On the experimental gas chamber, about which floated the rather pleasant, fruity odor of chlorine, was a sign in big letters: "Hold Your Breath Means Hold What You've Got." That is to say, when a gas alarm comes, don't try to take a long breath before putting cm your mask and be half gassed in doing it. Hold what you have and wait for the rest until you can pull it through the mask. And there was the further reminder that in gas attacks there were only two kinds of people, the "quick and the dead."

Sorting Prisoners

In the courtyard student intelligence officers were questioning real German prisoners. A squad of bored Germans. who had to line up and answer the same questions twenty or thirty times over, was kept for that special purpose.

"Mr. Jones!" called out the instructor, and out of the schoolroom, pencil and notebook in hand, came a young second lieutenant.

He stepped in front of the squad of prisoners, looked as knowing as possible, and gave an order in German.

Instantly the prisoners, who had done the same thing a dozen times already that afternoon, scrambled this way and that, their heavy boots scratching the gravel as they snapped to "Attention!" hands at their sides. The time was limited, and when it was up the student was cut off whether he had finished or not. His general bearing, promptness, and resource were "points" in this test rather than the quality of information obtained. Each had his own method, and the results were as different as different turns in a music hall.

One, picked out a prisoner at random, asked him his unit, told him to stand aside, and then ordered all the others of the same unit to line up with him. He was nowhere near done when time was called.

Another, more workmanlike, spotted a German noncommissioned officer in the group, gave him the order, and the Feldwebel promptly had his comrades going through their paces like a house afire. [The nearest American rank to Feldwebel is sergeant major.
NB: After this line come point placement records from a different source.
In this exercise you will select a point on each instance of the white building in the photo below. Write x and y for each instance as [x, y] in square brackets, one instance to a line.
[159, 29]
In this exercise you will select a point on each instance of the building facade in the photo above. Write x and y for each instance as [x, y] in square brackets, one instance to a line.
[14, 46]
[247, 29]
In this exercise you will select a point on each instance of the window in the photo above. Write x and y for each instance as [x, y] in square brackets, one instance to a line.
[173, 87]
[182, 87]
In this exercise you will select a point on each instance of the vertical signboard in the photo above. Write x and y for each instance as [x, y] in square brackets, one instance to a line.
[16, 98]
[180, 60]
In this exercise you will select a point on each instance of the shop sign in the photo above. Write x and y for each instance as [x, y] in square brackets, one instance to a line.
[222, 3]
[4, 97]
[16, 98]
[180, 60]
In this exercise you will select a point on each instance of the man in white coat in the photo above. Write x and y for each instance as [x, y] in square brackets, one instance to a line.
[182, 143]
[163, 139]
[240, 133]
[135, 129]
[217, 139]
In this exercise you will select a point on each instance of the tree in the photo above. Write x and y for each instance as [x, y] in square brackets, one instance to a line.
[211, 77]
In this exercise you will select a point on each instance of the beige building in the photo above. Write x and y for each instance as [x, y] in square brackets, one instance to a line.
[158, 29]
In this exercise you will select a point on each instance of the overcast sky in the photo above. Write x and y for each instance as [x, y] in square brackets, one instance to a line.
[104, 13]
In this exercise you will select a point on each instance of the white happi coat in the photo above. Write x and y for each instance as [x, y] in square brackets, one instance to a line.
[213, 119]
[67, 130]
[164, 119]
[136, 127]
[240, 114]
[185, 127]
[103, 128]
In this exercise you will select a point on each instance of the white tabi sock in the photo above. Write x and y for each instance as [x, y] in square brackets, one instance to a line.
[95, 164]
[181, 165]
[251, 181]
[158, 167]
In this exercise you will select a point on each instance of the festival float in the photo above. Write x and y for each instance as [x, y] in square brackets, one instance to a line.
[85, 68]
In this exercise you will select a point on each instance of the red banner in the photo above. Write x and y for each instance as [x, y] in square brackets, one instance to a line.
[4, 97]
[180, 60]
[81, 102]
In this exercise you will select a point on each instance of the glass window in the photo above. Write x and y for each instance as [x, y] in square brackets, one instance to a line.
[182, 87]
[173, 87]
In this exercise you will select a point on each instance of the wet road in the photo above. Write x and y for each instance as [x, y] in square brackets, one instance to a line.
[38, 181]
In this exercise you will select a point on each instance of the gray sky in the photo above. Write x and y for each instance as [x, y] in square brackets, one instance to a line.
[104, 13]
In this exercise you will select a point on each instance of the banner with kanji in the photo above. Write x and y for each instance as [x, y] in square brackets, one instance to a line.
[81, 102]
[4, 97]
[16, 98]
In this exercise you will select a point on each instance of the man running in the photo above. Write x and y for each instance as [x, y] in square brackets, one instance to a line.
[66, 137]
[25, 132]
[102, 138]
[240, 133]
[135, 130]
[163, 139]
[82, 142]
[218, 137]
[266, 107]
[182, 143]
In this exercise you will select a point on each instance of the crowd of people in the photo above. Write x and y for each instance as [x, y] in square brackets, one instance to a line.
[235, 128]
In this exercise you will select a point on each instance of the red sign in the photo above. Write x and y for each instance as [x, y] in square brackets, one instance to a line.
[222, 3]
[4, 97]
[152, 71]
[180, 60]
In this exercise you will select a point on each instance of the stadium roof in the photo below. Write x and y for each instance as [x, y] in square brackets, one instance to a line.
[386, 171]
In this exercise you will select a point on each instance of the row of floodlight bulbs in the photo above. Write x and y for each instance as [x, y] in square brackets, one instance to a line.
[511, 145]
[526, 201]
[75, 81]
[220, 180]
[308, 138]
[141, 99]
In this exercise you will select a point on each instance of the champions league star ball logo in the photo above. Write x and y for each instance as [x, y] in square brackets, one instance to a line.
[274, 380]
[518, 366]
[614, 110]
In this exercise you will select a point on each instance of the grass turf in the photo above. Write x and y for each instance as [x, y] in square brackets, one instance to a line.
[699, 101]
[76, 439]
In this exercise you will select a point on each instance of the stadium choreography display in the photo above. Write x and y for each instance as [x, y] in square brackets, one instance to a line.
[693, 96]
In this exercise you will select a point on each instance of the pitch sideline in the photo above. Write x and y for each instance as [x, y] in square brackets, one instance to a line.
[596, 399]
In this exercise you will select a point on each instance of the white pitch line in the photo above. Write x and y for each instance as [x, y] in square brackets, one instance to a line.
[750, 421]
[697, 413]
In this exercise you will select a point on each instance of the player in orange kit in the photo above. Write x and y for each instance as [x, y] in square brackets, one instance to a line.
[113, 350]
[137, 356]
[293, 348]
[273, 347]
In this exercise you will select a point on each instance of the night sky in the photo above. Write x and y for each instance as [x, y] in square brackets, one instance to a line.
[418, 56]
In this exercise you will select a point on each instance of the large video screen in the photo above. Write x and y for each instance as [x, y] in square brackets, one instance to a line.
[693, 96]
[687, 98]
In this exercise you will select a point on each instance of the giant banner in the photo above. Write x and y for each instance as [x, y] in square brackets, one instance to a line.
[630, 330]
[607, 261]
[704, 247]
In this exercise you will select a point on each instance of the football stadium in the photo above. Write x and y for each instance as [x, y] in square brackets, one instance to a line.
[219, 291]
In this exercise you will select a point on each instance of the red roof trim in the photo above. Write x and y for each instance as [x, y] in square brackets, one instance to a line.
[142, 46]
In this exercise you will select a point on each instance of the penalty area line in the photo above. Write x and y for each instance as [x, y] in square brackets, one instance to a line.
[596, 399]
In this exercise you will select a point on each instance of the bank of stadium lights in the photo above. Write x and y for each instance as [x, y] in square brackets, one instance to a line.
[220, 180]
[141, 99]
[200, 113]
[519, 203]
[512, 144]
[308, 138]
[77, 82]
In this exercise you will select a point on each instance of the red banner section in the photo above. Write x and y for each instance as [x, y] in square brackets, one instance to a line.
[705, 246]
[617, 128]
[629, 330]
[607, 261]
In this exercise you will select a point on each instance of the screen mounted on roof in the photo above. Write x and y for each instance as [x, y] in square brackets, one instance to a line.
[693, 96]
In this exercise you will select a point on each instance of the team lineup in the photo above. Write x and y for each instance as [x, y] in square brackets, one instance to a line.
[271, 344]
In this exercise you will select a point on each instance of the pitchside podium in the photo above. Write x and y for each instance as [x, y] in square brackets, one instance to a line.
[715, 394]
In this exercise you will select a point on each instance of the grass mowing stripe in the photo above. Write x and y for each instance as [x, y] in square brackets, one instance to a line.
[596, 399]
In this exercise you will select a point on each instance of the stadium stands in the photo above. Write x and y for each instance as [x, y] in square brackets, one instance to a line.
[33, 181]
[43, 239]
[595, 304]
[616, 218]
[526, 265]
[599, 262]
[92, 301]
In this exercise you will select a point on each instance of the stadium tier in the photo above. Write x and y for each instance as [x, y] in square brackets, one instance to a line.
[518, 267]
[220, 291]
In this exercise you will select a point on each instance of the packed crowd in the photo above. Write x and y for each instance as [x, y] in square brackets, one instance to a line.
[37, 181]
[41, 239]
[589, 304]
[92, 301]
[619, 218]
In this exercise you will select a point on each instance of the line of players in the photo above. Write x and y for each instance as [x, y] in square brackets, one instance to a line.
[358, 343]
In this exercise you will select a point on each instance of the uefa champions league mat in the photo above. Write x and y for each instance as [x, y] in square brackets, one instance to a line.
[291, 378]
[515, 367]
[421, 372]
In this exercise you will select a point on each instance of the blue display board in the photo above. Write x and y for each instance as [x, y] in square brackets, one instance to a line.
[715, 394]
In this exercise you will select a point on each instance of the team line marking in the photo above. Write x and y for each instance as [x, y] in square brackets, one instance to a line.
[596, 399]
Actually, however, the Feldwebel is an officer who is of a grade between the commissioned and noncommissioned ranks, and performs special duties.] "There's something doing when those fellows get an order!" remarked the captain-instructor.

One of the prisoners, oddly enough, had been among a group I recalled seeing the day he was captured outside a division headquarters east of Fere-en-Tardenois, a domesticated-looking man of middle age, who spoke a little English, which he said he had not studied in nineteen years and had almost forgotten, and in peace times kept an electrical supply shop.

When each student had finished his turn the prisoners were mixed up again, another candidate called, and the performance repeated. The questioning for military information—a task requiring more deftness and detailed knowledge than this mere preliminary sorting of the prisoners—was to come another day.

The Power Behind

The Staff College, with the Line School, the Officers' Training Camp, and the various specialists' schools in the neighborhood, make up the most important of the American school centers in Prance.

Many of those sent to the Staff College itself would doubtless prefer to return, after finishing the course, to the combat units from which they were recommended.

As staff officers they will become office men of a sort, instead of soldiers in the field, and deal with abstractions instead of actual men and horses and planes and guns.

But it is harder to get good men for that kind of duty than for everyday work in the line, and while the chance of promotion is less, the work, if done as it ought to be done, is honor enough in itself.

And it will be staff work on which the real effective strength of our army of to-morrow, of the actual men and horses and planes and guns, will largely depend.